= Croatian Association of Prisoners in Serbian Concentration Camps =

Association logo

Croatian Association of Prisoners in Serbian Concentration Camps (Hrvatsko društvo logoraša srpskih koncentracijskih logora) is an association of former prisoners in Serbian jails and prison camps during the Croatian War of Independence. The organization was founded in Zagreb in 1995 and began its work that same year. Its offices are located on Ban Jelačić Square. In 2006, the association was admitted to the World Veterans Federation. Its president As of 2015 is Danijel Rehak.

The organization helps raise monuments, commemorates anniversaries relating to the war and also helps publish related books. In 2004 the association opened a centre in Borovo Naselje, whose aim is to research war crimes committed during the war.

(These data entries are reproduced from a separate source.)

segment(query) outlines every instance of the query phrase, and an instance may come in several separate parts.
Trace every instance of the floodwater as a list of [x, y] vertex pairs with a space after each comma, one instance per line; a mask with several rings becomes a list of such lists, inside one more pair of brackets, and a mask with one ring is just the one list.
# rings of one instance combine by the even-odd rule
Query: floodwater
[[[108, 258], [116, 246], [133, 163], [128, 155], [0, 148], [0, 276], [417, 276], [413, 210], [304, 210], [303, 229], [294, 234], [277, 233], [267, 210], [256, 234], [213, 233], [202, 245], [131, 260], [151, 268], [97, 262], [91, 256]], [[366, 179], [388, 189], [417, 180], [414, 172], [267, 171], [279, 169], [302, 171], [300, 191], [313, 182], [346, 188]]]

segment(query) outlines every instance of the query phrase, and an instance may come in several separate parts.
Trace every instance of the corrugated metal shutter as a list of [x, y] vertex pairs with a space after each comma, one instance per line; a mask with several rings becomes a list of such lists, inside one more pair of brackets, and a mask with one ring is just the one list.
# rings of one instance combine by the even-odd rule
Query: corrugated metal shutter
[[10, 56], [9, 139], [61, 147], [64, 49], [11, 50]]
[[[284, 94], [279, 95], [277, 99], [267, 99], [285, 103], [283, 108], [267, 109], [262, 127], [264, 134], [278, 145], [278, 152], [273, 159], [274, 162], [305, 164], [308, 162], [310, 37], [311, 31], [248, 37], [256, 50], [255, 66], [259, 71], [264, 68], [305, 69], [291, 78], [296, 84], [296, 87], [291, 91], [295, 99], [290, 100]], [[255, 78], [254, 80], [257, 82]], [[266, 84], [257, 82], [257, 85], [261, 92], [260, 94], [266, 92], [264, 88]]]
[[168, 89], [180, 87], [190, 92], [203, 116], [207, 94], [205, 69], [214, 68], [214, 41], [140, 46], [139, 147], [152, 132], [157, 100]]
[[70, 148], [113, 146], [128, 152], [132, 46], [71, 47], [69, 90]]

The centre was opened by deputy prime minister Jadranka Kosor and parliamentary speaker Vladimir Šeks. Kosor served as the minister of Family Affairs, War Veterans and Intergenerational Solidarity, a ministry with which the association works closely.

According to the Societies data, a total of 8,000 Croatian civilians and POWs (a large number after the fall of Vukovar) went through Serb prison camps at Sremska Mitrovica, Stajićevo and elsewhere; some 300 people never returned from them.

A total of 4570 camp inmates started legal action in 2004 against the former Federal Republic of Yugoslavia of Serbia and Montenegro (now the Republic of Serbia) for torture and abuse in the camps.